Jadi, PSPMB merupakan wahana untuk perekat bangsa, memberikan peluang bagi segenap anak bangsa untuk berbaur, melatih kebersamaan dan kemajemukan demi Negara Kesatuan Republik Indonesia. Ujian tulis yang diselenggarakan secara bersama dengan penuh profesionalisme ini juga mencegah terjadinya korupsi, kolusi, dan nepotisme dalam menjaring calon mahasiswa karena prosesnya dilakukan dengan komputer.

Bahkan, mulai tahun 2007 sudah dikembangkan model-model anti-crime-device untuk mencegah kecurangan dalam proses ujian tulis.

Untuk tahun 2008 bahkan sudah disiapkan sistem cyber dalam penulisan naskah soal, transaksi melalui internet, dan dalam pengumuman hasil ujian.

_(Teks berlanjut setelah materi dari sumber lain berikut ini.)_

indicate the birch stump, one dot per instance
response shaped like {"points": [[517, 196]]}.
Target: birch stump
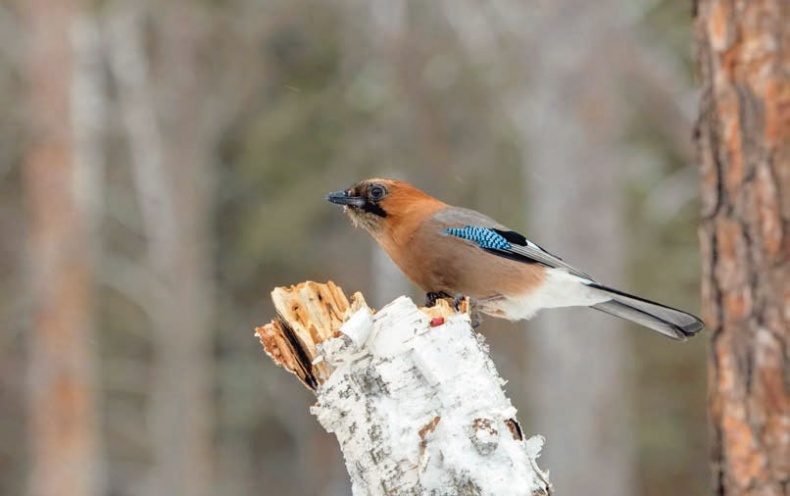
{"points": [[411, 394]]}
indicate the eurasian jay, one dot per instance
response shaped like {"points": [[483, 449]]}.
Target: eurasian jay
{"points": [[452, 251]]}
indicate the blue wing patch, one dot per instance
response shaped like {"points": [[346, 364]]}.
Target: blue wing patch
{"points": [[485, 238]]}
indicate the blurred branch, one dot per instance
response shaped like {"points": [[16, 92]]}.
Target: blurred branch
{"points": [[130, 68], [136, 282], [414, 400]]}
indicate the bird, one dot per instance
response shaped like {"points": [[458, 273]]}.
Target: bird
{"points": [[451, 251]]}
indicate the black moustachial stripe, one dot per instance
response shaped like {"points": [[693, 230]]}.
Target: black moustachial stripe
{"points": [[374, 208]]}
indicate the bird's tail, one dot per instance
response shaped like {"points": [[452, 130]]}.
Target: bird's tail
{"points": [[668, 321]]}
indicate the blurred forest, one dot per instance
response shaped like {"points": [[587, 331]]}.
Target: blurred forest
{"points": [[205, 137]]}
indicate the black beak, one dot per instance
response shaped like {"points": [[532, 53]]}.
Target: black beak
{"points": [[343, 198]]}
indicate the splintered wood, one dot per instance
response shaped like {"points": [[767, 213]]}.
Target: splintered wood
{"points": [[411, 394], [310, 313]]}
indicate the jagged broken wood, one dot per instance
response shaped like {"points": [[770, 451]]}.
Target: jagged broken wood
{"points": [[411, 394]]}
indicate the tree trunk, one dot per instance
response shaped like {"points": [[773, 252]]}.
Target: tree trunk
{"points": [[63, 423], [414, 400], [573, 166], [744, 146], [171, 153]]}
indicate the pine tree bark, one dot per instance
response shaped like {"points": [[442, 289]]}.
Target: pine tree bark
{"points": [[744, 146], [62, 407]]}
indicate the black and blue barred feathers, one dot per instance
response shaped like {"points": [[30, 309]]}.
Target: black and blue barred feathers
{"points": [[485, 238]]}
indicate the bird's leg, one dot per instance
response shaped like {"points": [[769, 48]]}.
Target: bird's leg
{"points": [[432, 297]]}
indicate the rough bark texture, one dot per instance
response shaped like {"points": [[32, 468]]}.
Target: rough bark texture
{"points": [[414, 400], [63, 426], [744, 145]]}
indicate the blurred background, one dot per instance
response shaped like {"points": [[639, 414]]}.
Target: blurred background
{"points": [[175, 157]]}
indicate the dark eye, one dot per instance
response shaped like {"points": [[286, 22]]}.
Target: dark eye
{"points": [[376, 193]]}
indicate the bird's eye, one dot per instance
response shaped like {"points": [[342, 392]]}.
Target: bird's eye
{"points": [[376, 193]]}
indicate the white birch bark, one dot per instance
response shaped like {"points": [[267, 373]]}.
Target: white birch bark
{"points": [[569, 117], [414, 400]]}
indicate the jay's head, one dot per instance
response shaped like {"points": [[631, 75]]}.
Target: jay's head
{"points": [[375, 203]]}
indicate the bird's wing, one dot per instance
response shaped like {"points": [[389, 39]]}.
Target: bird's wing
{"points": [[497, 239]]}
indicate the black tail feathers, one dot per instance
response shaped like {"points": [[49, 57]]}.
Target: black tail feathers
{"points": [[670, 322]]}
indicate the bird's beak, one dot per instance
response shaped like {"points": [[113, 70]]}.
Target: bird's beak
{"points": [[343, 198]]}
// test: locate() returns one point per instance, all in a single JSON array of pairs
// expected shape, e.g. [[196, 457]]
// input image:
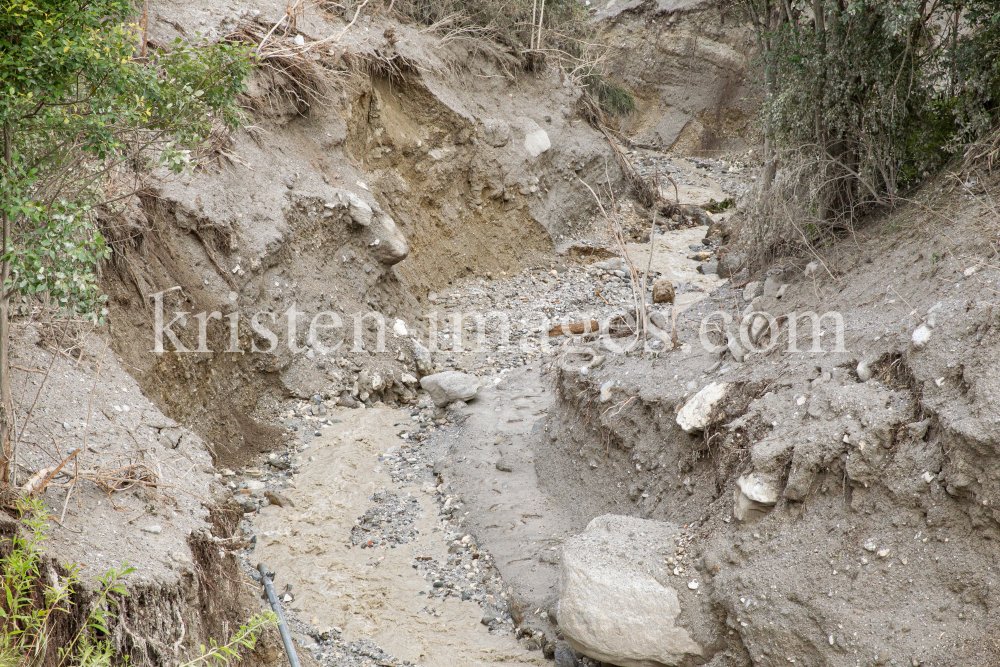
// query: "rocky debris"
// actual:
[[663, 291], [564, 655], [422, 356], [450, 386], [753, 497], [921, 336], [468, 574], [387, 522], [730, 264], [536, 140], [616, 604], [696, 414]]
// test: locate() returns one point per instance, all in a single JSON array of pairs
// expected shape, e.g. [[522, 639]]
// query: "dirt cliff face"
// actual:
[[877, 543], [687, 63], [457, 169]]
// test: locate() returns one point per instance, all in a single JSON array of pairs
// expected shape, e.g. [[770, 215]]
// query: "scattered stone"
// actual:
[[864, 371], [697, 412], [663, 291], [388, 521], [278, 499], [450, 386], [615, 610], [757, 489], [612, 264], [606, 390], [921, 335], [565, 656], [425, 363], [731, 264]]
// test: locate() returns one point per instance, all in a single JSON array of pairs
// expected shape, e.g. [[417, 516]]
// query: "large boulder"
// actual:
[[450, 386], [616, 603]]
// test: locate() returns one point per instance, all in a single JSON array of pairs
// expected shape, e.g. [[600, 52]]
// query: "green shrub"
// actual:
[[30, 608]]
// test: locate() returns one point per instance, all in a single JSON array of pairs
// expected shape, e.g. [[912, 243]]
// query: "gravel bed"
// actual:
[[387, 522]]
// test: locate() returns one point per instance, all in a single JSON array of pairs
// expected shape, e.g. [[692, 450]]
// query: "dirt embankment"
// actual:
[[881, 547], [416, 162], [687, 63]]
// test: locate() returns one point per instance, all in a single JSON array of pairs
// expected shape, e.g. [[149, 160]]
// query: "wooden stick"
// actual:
[[40, 480]]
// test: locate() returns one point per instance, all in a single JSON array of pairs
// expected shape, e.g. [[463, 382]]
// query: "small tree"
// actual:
[[78, 99]]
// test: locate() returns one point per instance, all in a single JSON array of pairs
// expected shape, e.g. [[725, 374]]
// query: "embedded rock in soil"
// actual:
[[697, 412], [663, 291], [450, 386], [615, 604]]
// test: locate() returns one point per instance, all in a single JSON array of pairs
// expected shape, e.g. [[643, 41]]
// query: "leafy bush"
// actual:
[[81, 101], [31, 608], [612, 98], [863, 99]]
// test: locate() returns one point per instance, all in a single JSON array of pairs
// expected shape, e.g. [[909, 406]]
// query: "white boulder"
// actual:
[[450, 386], [616, 604], [697, 412]]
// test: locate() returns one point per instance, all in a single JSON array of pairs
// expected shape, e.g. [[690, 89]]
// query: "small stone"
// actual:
[[278, 499], [757, 489], [606, 391], [450, 386], [921, 335], [697, 411], [663, 291]]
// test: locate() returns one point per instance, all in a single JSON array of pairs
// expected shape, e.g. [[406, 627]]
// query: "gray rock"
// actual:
[[921, 335], [663, 291], [613, 264], [565, 656], [450, 386], [731, 263], [864, 371], [390, 246], [615, 602], [495, 132], [425, 363], [697, 412], [359, 212]]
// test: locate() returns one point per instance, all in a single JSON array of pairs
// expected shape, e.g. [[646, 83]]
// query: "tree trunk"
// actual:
[[8, 453]]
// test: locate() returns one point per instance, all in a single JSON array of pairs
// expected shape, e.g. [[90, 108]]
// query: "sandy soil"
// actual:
[[371, 593], [670, 259]]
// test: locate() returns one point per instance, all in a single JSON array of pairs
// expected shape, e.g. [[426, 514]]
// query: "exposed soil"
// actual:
[[402, 533]]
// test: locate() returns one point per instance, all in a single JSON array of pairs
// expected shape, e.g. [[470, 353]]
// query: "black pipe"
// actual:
[[286, 638]]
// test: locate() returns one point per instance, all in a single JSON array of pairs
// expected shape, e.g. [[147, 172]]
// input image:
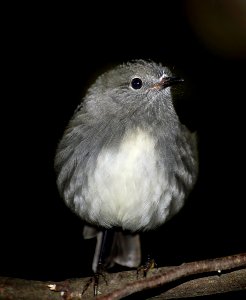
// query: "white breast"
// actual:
[[128, 188]]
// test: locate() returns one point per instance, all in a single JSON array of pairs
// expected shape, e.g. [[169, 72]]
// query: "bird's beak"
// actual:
[[167, 81]]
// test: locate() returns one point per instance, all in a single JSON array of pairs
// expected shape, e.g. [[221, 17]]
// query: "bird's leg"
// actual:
[[106, 239], [150, 264], [105, 247]]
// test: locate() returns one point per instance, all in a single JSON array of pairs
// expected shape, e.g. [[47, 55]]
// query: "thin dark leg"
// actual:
[[104, 254]]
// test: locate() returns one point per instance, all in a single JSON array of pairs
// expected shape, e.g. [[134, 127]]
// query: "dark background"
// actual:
[[52, 56]]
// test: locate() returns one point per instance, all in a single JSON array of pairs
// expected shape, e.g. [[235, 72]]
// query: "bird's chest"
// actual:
[[127, 179]]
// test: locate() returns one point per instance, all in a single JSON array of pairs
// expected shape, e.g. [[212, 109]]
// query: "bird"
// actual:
[[125, 163]]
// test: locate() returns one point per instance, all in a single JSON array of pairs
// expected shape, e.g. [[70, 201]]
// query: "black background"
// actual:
[[52, 56]]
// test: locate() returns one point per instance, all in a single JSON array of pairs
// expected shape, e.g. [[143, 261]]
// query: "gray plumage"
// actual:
[[125, 160]]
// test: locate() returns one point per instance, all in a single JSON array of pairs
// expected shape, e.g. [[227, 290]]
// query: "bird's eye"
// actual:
[[136, 83]]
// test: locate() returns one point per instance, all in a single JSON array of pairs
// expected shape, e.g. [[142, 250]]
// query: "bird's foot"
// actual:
[[150, 264], [95, 280]]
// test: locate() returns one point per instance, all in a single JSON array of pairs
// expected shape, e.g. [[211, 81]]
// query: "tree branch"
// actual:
[[175, 273], [187, 280]]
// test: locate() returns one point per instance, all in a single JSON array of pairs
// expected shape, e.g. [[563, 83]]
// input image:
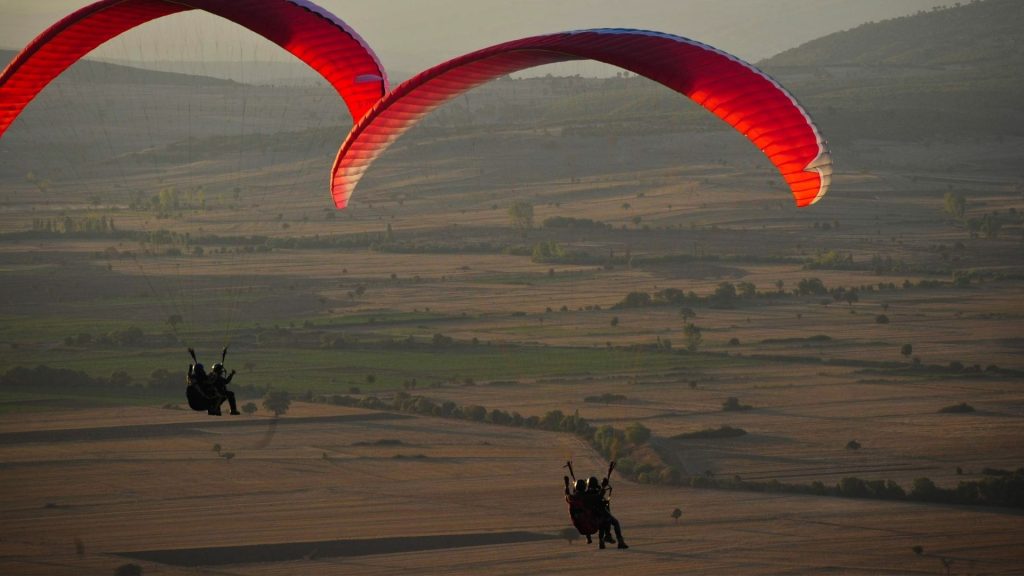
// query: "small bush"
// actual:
[[724, 430], [732, 404], [962, 408]]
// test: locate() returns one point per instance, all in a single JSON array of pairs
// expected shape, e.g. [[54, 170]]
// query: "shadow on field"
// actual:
[[198, 427], [329, 548]]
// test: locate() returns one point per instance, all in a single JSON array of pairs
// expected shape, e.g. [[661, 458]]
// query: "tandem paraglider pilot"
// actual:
[[208, 392], [590, 507]]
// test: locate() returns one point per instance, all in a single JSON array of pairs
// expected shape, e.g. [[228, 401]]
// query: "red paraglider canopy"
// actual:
[[735, 91], [307, 31]]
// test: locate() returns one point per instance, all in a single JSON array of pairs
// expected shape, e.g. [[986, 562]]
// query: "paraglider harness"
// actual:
[[199, 389], [587, 516]]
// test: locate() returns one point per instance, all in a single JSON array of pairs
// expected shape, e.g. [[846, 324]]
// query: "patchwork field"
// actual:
[[331, 490]]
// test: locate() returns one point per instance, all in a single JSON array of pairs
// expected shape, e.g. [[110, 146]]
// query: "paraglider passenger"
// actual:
[[597, 498], [201, 391], [219, 383], [577, 494]]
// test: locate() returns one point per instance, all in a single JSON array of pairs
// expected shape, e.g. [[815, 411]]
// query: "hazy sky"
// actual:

Melalui PSPMB juga sudah diupayakan penggalangan dana dari berbagai pihak untuk membantu calon mahasiswa yang pandai tetapi dari keluarga tidak mampu, dalam wujud Beasiswa Masuk Universitas. Sampai saat ini program Beasiswa Masuk Universitas sudah dimanfaatkan 6.730 mahasiswa dengan prestasi yang amat membanggakan, beberapa lulus dengan predikat cumlaude.

Keputusan Direktur Jenderal Pendidikan Tinggi yang diambil setelah bertemu dengan segenap pihak yang berbeda pendapat sungguh amat arif dan melegakan. Mudah-mudahan betul-betul akan ditaati semua pihak: hanya ada satu sistem penerimaan mahasiswa baru, dilaksanakan oleh panitia bersama, dan dana masuk ke kas negara sebagai PNPB.

Saya akhiri dengan puisi: Satu kata memulai do’a / Satu langkah mengawali perjalanan / Sekuntum bunga membentuk taman / Sebatang pohon menciptakan hutan / Satu sistem penerimaan mahasiswa baru akan menyelamatkan nasib jutaan anak bangsa.

oleh EKO BUDIHARDJO Ketua Regional II Perhimpunan SPMB Nusantara dan Ketua Pembina YPSDM Forum Rektor Indonesia. Pendapat pribadi.